А вот что он писал о жирафах:

«При столь внушительных размерах им, как и слонам, непросто попадать в жирафих без помощи рук. Но тут есть одно весьма существенное обстоятельство. У жирафов и жирафих есть длинные и гибкие шеи. Я неоднократно наблюдал, как жираф, желая попасть в партнершу, отклонял голову далеко в сторону и мог спокойно, как бы даже со стороны наблюдать за процессом собственного совокупления. Примечательно, что и жирафихи проделывают то же самое. Эти животные, обладая столь длинными шеями, имеют возможность подсказывать друг другу, если что не так. Исправлять при надобности ошибки друг друга».

Автор утверждал, что видел, как одна жирафиха, наблюдавшая за приближением к ее укромным местам уда жирафа и понявшая, что тот непременно промахнется, обернулась к нему и что-то проблеяла. Оплошавший жираф тут же исправил свою ошибку, изменил траекторию движения уда в соответствии с пожеланием партнерши, и дальше дело пошло гладко.

Из этого автор рукописи делал заключение, что жирафы весьма умные создания и пользуются в общении речью, но их стремление наблюдать за собственным совокуплением как бы со стороны позволяет предположить явную склонность жирафьего рода к извращениям.

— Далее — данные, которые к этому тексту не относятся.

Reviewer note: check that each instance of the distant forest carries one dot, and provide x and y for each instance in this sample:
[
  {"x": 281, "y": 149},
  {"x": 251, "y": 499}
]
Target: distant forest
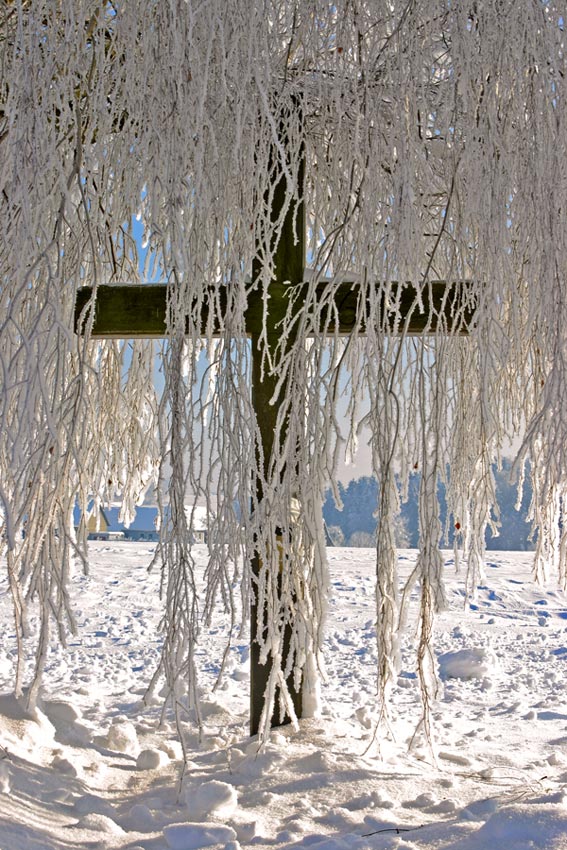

Далее автор делал весьма двусмысленные замечания относительно носорожих. Он отмечал, что спины у них стандартного размера, «будто сделаны с одной отливки», и имеют столь крепкие панцири, что если кто, вскипев страстью, взгромоздится на носорожиху, то непременно попадет куда следует.

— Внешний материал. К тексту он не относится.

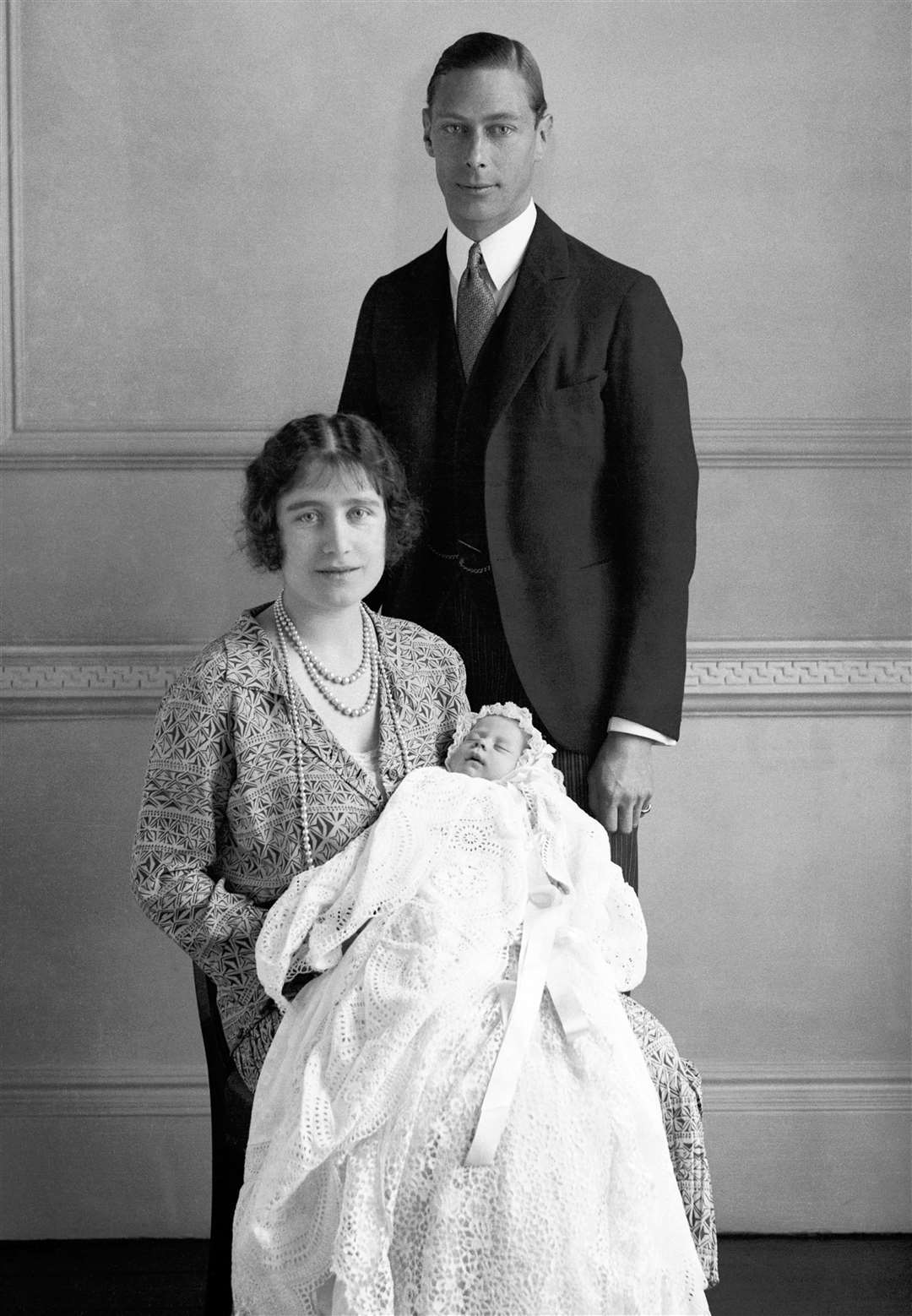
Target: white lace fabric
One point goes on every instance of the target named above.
(357, 1197)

«Ведь ваш живот поневоле примет форму ее крепкого панциря на спине, – писал он. – И тут неважно – мягок ли ваш живот или закален. Панцирь носорожихи все равно будет крепче».

О страусихах он сообщал следующее:

«В большинстве своем они совершенно развратны. Настолько развратны, что даже сами этого стесняются и прячут голову в песок, чтобы не видеть всю глубину собственного нравственного падения. Ведь их, спрятавших головы в песок, могут безвозбранно иметь все, кому не лень. А страусихи этому только и рады. Хорошо еще, что у них хватает совести отказаться от наблюдений за собственной нравственной низостью, только это и может в какой-то мере их оправдать.

Я полагал, что хотя бы человека они постесняются, но куда там! Завидев меня, лишь некоторые из них пустились в бегство, а остальные же спрятали головы в песок и выставили высоко вверх свои зады. Я внимательно осмотрел их и нашел весьма непривлекательными. Можно даже сказать – отвратительными. Б-р-р-р! Б-р-р-р! Б-р-р-р! Я долго не имел чувственных утех и представил, что передо мной не птицы, а тонконогие балерины из императорской труппы с перьями на юбках. Только тогда и появилась некоторая надежда утолить свою телесную жажду. Да и то, по чести сказать… Ну, не то это все, не то… И перья уж слишком длинные и жесткие, а ноги… Даже не хочется вспоминать. Б-р-р-р! Б-р-р-р! Б-р-р-р! Не смог, право, не смог».

Вообще, чем дальше я читал рукопись, тем более убеждался, что разум автора, удрученный трагической потерей чернокожей возлюбленной, а также под воздействием несусветной жары, явно помутился.